Sites like amazon.com and pandora have and maintain huge data sets to run their core business. For example, amazon (and every other major e-commerce site) has millions of products for sale, images of those products, pricing, specifications, etc. etc. etc.
Ignoring the data coming in from 3rd party sellers and the user generated content all that “stuff” had to come from somewhere and is maintained by someone. It’s also incredibly detailed and accurate. How? How do they do it? Is there just an army of data-entry clerks or have they devised systems to handle the grunt work?
My company is in a similar situation. We maintain a huge (10-of-millions of records) catalog of automotive parts and the cars they fit. We’ve been at it for a while now and have come up with a number of programs and processes to keep our catalog growing and accurate; however, it seems like to grow the catalog to x items we need to grow the team to y.

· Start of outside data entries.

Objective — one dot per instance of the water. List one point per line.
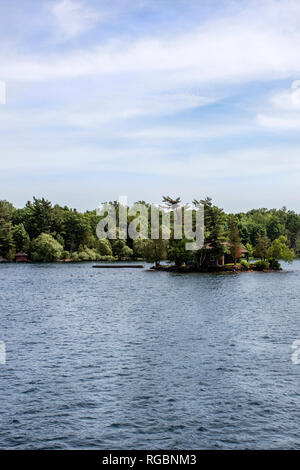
(123, 359)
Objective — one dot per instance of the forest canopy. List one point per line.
(48, 232)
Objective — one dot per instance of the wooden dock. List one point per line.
(116, 266)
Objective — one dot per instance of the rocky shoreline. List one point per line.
(212, 269)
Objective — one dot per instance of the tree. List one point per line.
(234, 240)
(279, 250)
(21, 238)
(262, 246)
(250, 249)
(103, 247)
(75, 227)
(39, 217)
(46, 248)
(155, 251)
(139, 247)
(120, 249)
(6, 230)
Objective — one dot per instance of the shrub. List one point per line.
(245, 265)
(104, 247)
(261, 265)
(46, 248)
(274, 263)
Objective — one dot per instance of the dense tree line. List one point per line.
(49, 232)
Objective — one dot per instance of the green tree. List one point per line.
(46, 248)
(234, 240)
(155, 251)
(21, 238)
(7, 248)
(279, 250)
(262, 246)
(39, 217)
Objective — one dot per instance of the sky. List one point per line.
(144, 98)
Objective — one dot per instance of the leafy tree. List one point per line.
(279, 250)
(262, 246)
(104, 247)
(250, 249)
(120, 249)
(39, 217)
(21, 238)
(234, 240)
(46, 248)
(75, 227)
(139, 247)
(6, 230)
(155, 251)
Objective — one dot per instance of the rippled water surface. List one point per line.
(122, 359)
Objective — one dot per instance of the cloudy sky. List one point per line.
(149, 97)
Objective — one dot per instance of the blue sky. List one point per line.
(150, 97)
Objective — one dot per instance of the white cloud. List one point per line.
(237, 48)
(283, 110)
(74, 18)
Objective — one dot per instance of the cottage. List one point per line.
(21, 257)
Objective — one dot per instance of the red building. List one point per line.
(21, 257)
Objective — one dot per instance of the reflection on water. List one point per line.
(120, 359)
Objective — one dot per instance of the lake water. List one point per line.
(124, 359)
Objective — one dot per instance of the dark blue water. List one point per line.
(122, 359)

I need to figure some ways to increase the efficiency of the data team and hopefully I can learn from the work of others. Any suggestions are appreciated, more though would be links to content I could spend some serious time reading.
Use visitors.
Even if you have one person per item, there will be wrong records, and customers will find it. So, let them mark items as “inappropiate” and make a short comment. But don’t forget, they’re not your employees, don’t ask them too much; see Facebook’s “like” button, it’s easy to use, and requires not too much energy from the user. Good performance/price. If there would be a mandatory field in Facebook, which asks “why do you like it?”, no one should use that function.
Visitors also helps you implicite way: they visit item pages, and use search function (I mean both internal search engine and external ones, like Google). You can gain information from visitors’ activity, say, set up the order of the most visited items, then you should concentrate more human forces on the top of the list, and less for the “long tail”.